The first confirmed case of a human infected with West Nile Virus this year in the United States was discovered earlier this month in the eastern region of Los Angeles County, according to a report from the Los Angeles Department of Health Services.
The victim, an older man whose identity is being withheld, is said to be “recovering,” officials said.
While an incident of West Nile can occur anywhere at any time, the increase in rainfall has created areas of standing water — the main breeding ground for mosquitoes, the primary vehicles of the infection, according to information available on the Centers for Disease Control website.
Thus far, Northridge has not been one of the hot spots for the virus, said Dr. Jonathan Fielding, health officer and director of Public Health Services for L.A. County.
“I would say we’ve had (more incidents of the virus) in the east and southeast regions (of L.A. County) than in the San Fernando Valley,” Fielding said.
In areas with proven cases of West Nile, less than 1 percent of mosquitoes are infected with the virus, and only one in every 150 people bitten by an infected mosquito will develop serious symptoms, such as meningitis or encephalitis, according to information provided by the Los Angeles Department of Health. The virus presents more of a threat to people over the age of 50, but younger people can become ill if infected as well.
However, the effects are generally mild and will wear off, according to information provided by the department.
The Department of Health Services urges residents everywhere to remove standing water from wherever they can to prevent further breeding, according to the Department of Health Services website.
West Nile Virus can be carried by many animals, especially birds, but can only be passed to humans by mosquitoes.

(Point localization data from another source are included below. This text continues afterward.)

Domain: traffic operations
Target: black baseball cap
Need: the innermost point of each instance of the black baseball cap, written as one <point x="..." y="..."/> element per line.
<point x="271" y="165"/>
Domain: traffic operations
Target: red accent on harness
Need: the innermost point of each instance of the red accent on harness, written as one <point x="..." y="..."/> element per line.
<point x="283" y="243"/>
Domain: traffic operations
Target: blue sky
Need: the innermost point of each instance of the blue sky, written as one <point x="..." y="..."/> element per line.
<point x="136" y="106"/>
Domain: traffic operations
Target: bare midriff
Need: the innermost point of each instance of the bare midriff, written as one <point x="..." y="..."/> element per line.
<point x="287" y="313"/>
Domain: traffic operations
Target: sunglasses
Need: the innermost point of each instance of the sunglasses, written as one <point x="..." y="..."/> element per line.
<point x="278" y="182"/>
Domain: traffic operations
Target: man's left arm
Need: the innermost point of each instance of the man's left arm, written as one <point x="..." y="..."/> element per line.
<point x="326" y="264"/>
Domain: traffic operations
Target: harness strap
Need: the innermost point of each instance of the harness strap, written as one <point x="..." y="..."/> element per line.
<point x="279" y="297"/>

Some CSUN students do not consider West Nile to be a major concern.
“I’m not going to be splashing around in any puddles, so it doesn’t bother me,” said Jay Ginsberg, junior kinesiology major.
“I’m not worried about it,” said Philippe Iujvidin, junior screenwriting major. “It’s not a big deal.”
Others said they feel there had already been too much unwarranted attention paid to West Nile Virus.
“I think it’s only meant to make (people) feel fear,” said Patricia Galindo, senior sociology major. “We’re always (made to feel) scared about something. It’s terrible. It’s like everything’s all about trying to scare people.”
There are repellents available for those who want to try to keep mosquitoes away. Any repellent containing DEET (N, N-diethyl-m-toluamide) is recommended and considered the most effective, said Sharon Aronoff, health educator at the Klotz Student Health Center.
According to Los Angeles Public Health officials, repellents containing no more than 35 percent DEET are recommended for adults. Those containing no more than 10 percent DEET are recommended for children.